Mobile Security Best Practices for Law Firms
I write a lot about how organizations can secure their workers as they start using tablets and smartphones more for work. The truth is, the legal professional has been ahead of that curve for years.
Even before smartphones were introduced over a decade ago, lawyers, paralegals and legal staff were already using cellphones to stay on top of case work. Now, with smartphones and tablets, your law firm’s staff can do everything they used to do in an office from wherever they go.
What you should be aware of is that these mobile devices have also introduced a number of risks to your organization. Not only are these devices frequently used both for work and for personal use, they are also constantly handling sensitive information. And unlike their desktop and laptop counterparts, they are not secured by the perimeter-based security you have set up in your offices.
Mobile devices have introduced new risks
I think it goes without saying that law firms handle a lot of sensitive information, anything from corporate intellectual property and financial information to a client’s data including personally identifiable information (PII) and personal health information (PHI). Since all of this information is accessible by your firm’s staff via their smartphones and tablets, clients will expect that you have taken steps to limit risk of data theft.
Mobile devices are preferred targets of bad actors because they are easy to compromise if left unsecured. First, people are accustomed to using them wherever they are. This means they are not protected by the security solutions installed in your office space. With cloud productivity suites like Office 365 and Google Workspace, legal staff can access and collaborate on sensitive data on the go. This could put case documentation at risk and cause a violation of attorney-client privilege if any of those docs are leaked.
Also, our work and personal lives collide on our mobile devices, which adds additional risk:
- We trust these devices. As a result, we interact with message content a lot more quickly – and this may include phishing links.
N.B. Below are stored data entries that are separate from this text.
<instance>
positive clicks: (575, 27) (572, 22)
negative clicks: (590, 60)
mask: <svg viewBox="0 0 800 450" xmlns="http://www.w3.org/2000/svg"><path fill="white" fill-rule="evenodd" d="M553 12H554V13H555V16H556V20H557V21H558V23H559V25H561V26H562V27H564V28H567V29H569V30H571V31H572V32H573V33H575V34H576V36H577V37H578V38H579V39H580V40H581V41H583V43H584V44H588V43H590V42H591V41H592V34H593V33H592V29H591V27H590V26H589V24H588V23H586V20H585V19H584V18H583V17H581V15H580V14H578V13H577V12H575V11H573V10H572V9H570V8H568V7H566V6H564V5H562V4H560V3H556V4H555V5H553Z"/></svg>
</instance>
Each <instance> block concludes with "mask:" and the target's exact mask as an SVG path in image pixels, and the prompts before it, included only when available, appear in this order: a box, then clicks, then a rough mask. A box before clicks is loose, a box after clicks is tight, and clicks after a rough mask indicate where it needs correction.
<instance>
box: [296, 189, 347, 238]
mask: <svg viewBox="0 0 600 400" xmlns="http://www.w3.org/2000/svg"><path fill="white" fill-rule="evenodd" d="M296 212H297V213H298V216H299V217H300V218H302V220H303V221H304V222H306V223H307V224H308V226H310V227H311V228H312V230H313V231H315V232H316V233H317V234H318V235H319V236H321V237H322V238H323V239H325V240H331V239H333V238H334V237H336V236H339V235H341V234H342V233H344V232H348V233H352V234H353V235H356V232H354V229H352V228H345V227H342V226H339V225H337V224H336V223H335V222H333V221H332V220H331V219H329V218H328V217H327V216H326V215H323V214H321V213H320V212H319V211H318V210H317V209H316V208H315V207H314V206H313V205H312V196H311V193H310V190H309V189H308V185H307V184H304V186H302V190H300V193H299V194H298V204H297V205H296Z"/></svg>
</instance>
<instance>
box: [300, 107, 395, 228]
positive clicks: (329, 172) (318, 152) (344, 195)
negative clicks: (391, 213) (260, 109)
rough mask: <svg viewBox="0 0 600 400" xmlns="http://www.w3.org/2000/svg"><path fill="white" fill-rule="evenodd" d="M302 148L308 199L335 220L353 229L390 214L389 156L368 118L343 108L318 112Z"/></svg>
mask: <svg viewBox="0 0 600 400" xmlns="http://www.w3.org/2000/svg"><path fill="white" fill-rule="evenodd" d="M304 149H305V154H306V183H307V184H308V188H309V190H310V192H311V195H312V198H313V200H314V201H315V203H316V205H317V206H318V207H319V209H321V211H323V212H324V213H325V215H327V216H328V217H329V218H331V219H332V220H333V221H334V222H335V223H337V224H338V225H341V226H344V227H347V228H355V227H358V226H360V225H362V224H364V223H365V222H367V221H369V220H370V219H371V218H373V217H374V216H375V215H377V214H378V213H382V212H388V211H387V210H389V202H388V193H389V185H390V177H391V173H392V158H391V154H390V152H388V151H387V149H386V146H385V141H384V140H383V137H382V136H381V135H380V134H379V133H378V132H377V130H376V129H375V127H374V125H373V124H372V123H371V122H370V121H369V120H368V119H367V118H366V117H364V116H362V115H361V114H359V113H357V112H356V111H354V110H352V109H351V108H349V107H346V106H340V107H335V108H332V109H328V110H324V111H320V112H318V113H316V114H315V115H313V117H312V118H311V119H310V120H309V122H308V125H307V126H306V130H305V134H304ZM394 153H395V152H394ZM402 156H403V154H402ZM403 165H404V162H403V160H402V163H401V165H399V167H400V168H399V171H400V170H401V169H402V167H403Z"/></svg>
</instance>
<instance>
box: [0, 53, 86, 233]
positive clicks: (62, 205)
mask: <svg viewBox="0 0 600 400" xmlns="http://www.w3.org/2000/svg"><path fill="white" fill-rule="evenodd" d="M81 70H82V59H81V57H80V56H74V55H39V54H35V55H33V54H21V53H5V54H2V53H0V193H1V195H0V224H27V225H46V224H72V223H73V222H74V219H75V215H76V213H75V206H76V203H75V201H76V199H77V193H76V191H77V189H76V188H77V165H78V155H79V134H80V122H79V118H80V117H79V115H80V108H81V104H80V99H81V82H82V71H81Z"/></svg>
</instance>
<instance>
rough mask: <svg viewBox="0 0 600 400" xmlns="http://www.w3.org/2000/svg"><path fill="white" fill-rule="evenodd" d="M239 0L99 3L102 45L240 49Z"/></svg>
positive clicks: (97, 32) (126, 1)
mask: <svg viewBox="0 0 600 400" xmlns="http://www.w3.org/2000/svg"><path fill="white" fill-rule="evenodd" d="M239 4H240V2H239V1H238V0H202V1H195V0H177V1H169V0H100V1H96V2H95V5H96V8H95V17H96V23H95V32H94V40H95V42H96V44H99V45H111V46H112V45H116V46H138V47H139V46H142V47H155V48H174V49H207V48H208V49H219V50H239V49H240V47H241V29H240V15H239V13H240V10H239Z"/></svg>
- The apps we install for personal use, while they may seem harmless, could put your organization out of compliance or give bad actors an additional avenue to compromise your data.
Secure your firm with proper training
One of the first things any law firm should do to combat mobile risk is to ensure their ongoing IT/security training incorporates best practices for securing mobile devices.
If you’ve gone through any sort of corporate phishing training, you’re probably familiar with how to look for telltale signs of a malicious email: “Right click on the link and make sure the url is legitimate. Double check that the email address has a domain that matches the sender’s organization.” Unfortunately, those giveaways do not exist on mobile – the mobile user experience is designed for simplicity and a smaller screen. It also doesn’t help that you can be phished in countless ways because any app that can send a message – such as social media platforms, messaging and apps – is capable of delivering a phishing link.
Similarly, ensure your users understand that mobile apps that may look harmful from a personal standpoint, can absolutely add risk to your firm. Many of the permissions and data access controls in an app could violate your organization’s governance, risk and compliance requirements. User education is critical to ensuring you stay on top of it.
Empower productivity with mobile security
At the end of the day, your legal staff is human and will therefore likely make mistakes. Proper training will go a long way to reduce the risk to which your firm is exposed, as will having the security in place. With everyone working from home or on the go, the traditional security you have in your offices isn’t enough. I encourage you to rethink how you can enable mobility while keeping your sensitive data secure.